But she needs some quiet time each day.” Husband leaves the table. I get some
quiet time to do the washing-up.
Follow an American guru’s advice #2
Rubin must have
been offered “happiness guru’s status for a reason, so I try one more tip. This
time, I go with the “you’re-my-friend-from-camp!” technique, which is designed
to engendered warn relations with strangers and involves imagining that every
person you meet that someone you’ve known for years. It kind of makes sense.
Too few of us bother to talk to strangers these days, but most fellow humans
have a story to tell or a snack to share.

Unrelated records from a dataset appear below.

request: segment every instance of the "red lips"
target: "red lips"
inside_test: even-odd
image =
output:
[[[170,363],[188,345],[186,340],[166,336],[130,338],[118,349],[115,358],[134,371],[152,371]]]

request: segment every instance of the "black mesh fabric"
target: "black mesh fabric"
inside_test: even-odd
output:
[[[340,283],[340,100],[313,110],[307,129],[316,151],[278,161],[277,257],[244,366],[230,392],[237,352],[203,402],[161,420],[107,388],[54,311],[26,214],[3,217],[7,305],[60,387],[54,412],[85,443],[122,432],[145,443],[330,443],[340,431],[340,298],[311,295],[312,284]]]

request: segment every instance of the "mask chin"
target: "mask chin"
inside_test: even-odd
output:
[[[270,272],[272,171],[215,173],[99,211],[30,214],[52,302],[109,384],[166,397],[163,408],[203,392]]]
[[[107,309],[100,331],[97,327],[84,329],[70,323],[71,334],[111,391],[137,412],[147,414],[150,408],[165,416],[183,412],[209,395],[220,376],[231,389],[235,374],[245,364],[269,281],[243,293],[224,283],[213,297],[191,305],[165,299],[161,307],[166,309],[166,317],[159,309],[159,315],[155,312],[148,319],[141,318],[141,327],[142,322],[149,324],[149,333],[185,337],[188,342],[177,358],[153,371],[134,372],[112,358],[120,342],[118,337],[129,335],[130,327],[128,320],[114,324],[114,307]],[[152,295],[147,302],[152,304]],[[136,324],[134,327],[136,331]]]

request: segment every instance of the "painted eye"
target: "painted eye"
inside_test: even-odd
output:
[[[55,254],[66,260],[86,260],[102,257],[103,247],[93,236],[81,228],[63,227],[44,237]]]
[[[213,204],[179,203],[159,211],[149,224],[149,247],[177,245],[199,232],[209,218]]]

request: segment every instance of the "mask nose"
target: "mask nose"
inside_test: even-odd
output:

Don’t they?
So, I’m in the
Co-op, buying cheddar and Domestos. “Hey, Joan,” I say to the check-out lady,
zapping her with a dazzling smile, having cleverly noticed the name badge
dangling from her left breast. “Joan! How have you been seen…”I stop, as I‘ve
never met Joan before and have no back story to colour her in. “Well, since,
well since New Year?” We all had one of those, right? “Erm,” says Joan. “Have
you got a Co-op card?” No I do not. Deflated, I tap in my pin, pat Joan on the
sleeve and leave.
Outside, I buy a
Big Issue from a seller and his dog on a rope. “Hello Dog!” I chirrup,
smiling like mad. “Still loving those bones? How’s the rope working for ya?”
The seller asks me to move along.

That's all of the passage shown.